Seeds of Solitude
Pulling the heavy wooden door open he entered the pub and before he had reached the curved bar the door had already swung shut. Few people were in at this time of day, and he knew one of two of them. Others vaguely, friends of friends. He ordered a pint of Guinness and sat down on a tall barstool. He was home.
Pulling out the paper he shared the crossword with the barman and it was soon complete, despite his annoying habit of always confidentely filling in at least one clue too quickly, and inaccurately.
Looking around he noticed a young person on the comfortable but upright dark brown bench seats that ran the length of the pub wall. She was slumped in the corner, alseep. She began to stir. This was a friend of a friend. She awoke; they spoke
Despite just waking up she was bright and alert, clever, angry and funny. Very funny. Her hair was short, with an unnatural reddish tinge. It framed her face as it hung around it and curved slightly in at the chin. Her nose had a very slightly unusual shape, two tiny nodes near the top like a bar running through it. Her eyes were of an unknowable colour and even while they sparkled they gave nothing away. They never did.
And when she did smile her whole face came alive; especially those incredible cheeks. And she smiled often, because as we have established she was funny, really funny. She was amusing and loved to be amused. Her laugh was perfect and it completed any room.

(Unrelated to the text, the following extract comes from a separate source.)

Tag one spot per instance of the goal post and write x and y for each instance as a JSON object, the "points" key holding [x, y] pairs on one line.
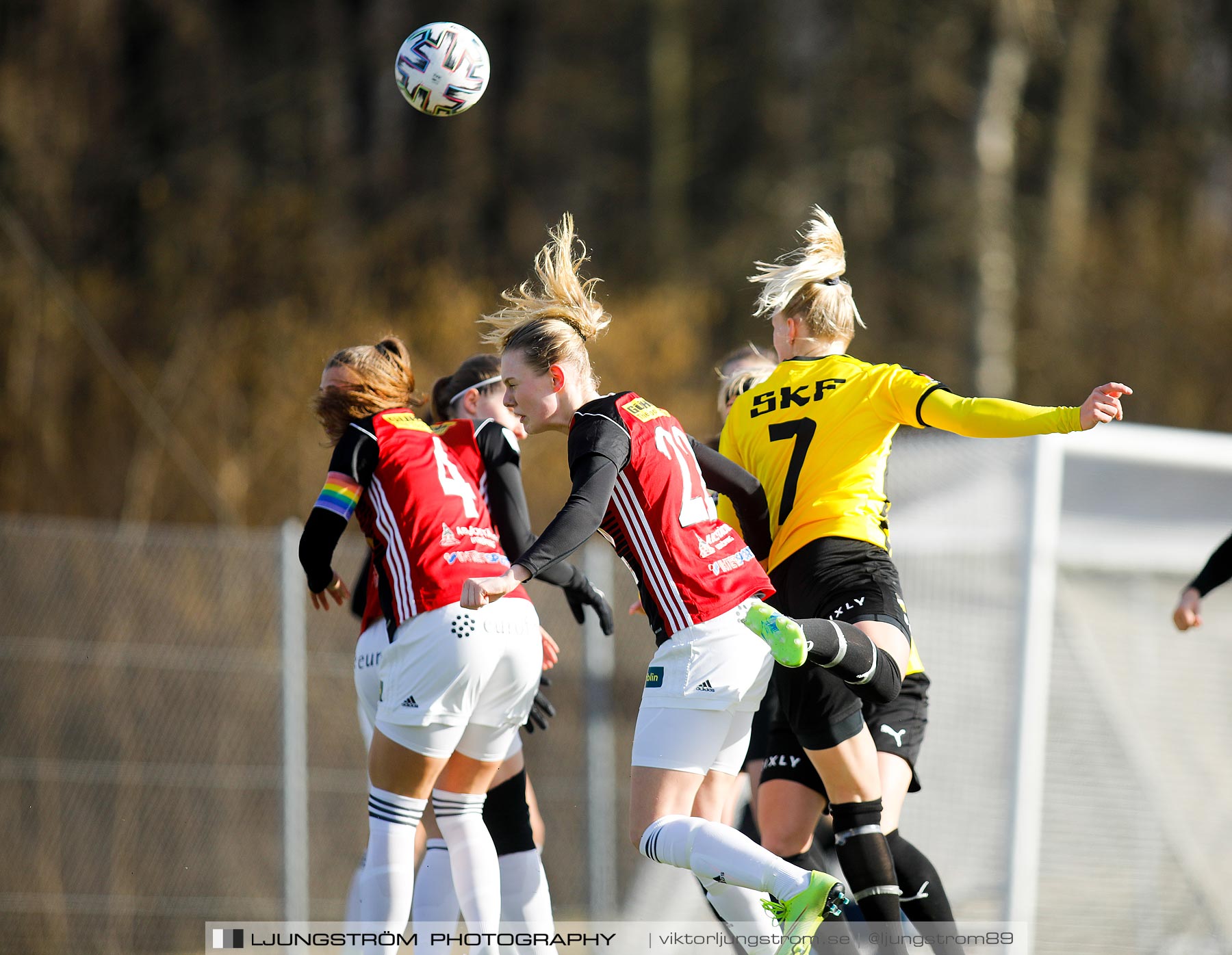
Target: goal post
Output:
{"points": [[1047, 549]]}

They talked for hours, for the rest of that day. Politics, she had a sharp and deep instinctive sense of politics, football, jokes based on language, jokes based on references, jokes based on anything and everything. Books. They had read many the ssme and reacted the same, they discussed and recommended others. They spoke not only for the whole of that day but the next, and the one after that. They talked the whole of that summer, inseparable drinking partners. They continued to talk, to laugh, to share for an entire lifetime. And then she stopped. She had found another to talk with.